Buying a car is among the first goals of young people who are just beginning to work. Once they finish college, many aim to leave their parents’ house and stop borrowing the car, to start transporting themselves. Having control over the route you take, the time you decide to drive, what things to put in the car and even the music you will play all the way, is something that many would not change for anything.
And more and more millennials are those who leave buses and taxis, and begin to transport themselves on their four wheels, now their own. However, in the case of many, one of the main impediments to accessing the car they are looking for is financing. For some, borrowing through a vehicle credit is not something so convenient, perhaps because they are still paying some credit from the university, they have a bad credit history or because the interest rate they offer them is not convenient, among others.
On the other hand, some others do not have the initial fee required by the financial institution. This fee ranges from 10% to 20% of the value of the car, and can represent a high value, depending on the model of the chosen car, causing them to not meet the requirements to access financing. In any case, this represents one of the main impediments when buying your first car.
If that is your case and you were going to put aside the dream of your own car, you should know that vehicle loans are not the only alternative. Indeed, collective funds represent an interesting option for those who have the right profile. And they could be ideal for you!
What are they?
Collective funds are like a savings fund through which goods and services are obtained, in this case, a car. A group of people get together and all make monthly scheduled payments, which allow each of them to access the vehicle for which they are paying. When you register, you must purchase a certificate and the number of fees will depend on each particular case; Once you finish canceling them, you access the vehicle.
How to know if they are for you?
The most important thing to know if this option is suitable for your profile is to ask yourself if you are willing to wait for the car. Unlike vehicle credits, here the car will not be delivered at the beginning and you will continue paying for it. First, you cancel it; Then you take it. So, not having the urge to take the car is the definitive feature.
In addition, you should find out if the model that you would like to acquire is available in this modality, since each entity handles different products, and in the end it matters that you acquire the car that suits you and fits your needs.
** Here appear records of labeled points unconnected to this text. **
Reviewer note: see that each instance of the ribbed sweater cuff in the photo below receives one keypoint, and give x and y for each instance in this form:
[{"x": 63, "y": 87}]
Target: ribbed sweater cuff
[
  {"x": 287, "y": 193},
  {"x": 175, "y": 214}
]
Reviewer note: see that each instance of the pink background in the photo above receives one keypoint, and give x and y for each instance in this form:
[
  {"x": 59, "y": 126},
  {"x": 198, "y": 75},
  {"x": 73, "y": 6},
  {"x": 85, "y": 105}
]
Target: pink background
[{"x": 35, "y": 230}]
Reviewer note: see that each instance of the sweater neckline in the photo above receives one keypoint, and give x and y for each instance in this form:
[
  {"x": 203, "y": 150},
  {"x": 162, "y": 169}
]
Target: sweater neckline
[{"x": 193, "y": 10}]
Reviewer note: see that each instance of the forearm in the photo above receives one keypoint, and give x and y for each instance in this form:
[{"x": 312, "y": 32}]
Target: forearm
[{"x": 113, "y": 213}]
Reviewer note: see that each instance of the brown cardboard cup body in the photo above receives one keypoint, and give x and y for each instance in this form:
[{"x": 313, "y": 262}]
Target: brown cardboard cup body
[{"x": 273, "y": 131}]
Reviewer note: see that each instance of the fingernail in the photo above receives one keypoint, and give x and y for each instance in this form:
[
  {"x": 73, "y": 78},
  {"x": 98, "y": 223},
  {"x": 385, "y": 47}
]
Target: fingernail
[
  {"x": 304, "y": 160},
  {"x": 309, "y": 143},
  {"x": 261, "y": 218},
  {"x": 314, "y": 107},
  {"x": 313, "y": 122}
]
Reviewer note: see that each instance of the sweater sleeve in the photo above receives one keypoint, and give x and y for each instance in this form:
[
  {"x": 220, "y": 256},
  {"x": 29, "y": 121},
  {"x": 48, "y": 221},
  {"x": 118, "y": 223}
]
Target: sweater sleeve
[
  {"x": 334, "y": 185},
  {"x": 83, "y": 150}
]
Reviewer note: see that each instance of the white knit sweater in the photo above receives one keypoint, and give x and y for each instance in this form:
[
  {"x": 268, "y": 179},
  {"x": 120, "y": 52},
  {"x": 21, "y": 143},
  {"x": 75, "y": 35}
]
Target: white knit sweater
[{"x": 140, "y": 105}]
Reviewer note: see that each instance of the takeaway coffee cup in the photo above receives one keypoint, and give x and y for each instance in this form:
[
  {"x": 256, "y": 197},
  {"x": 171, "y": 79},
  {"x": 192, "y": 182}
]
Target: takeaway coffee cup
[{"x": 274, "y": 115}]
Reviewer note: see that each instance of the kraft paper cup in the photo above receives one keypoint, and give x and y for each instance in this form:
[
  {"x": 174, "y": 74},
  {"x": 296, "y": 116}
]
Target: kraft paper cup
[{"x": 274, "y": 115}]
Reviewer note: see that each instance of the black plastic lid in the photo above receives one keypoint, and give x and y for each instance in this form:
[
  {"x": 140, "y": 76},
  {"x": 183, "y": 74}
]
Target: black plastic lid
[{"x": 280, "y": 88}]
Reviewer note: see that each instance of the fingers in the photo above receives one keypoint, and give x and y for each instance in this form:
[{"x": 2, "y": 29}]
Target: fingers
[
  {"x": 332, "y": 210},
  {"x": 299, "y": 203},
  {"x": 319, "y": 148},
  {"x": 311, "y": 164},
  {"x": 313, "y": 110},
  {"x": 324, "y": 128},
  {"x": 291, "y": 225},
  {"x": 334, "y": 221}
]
How and when did I take the car?
The classic option to take the vehicle is to finish paying the corresponding fees. But there are also other options with which you can advance this. If at any given time you have an interesting amount of money, you can finish off by paying several installments and thus get awarded. The collective funds manage a monthly dynamic through which fund participants get together and someone takes a car home, through the aforementioned dynamic.
Assessing which one suits you best will depend on how much you are willing to wait. However, through this option, the cost will be lower, as you are not paying interest. Similarly, what you cancel is the registration fee and the certificate, and both will depend on the value of the car, since a percentage is used, which can vary between 4% or 6% depending on the entity.
Is it more convenient than a vehicle loan?
On the other hand, another of the main differences is that collective fund entities request fewer requirements than when you request a vehicle loan. Basically, in most cases an identity document, service receipt (electricity, water, telephone) and some document with which income can be credited, such as your last payment slip, are requested.
In Peru there are several companies that are dedicated to this, so it is ideal that before committing to any, compare the requirements, costs and benefits, so you will make sure to choose the option that really suits you, without paying plus.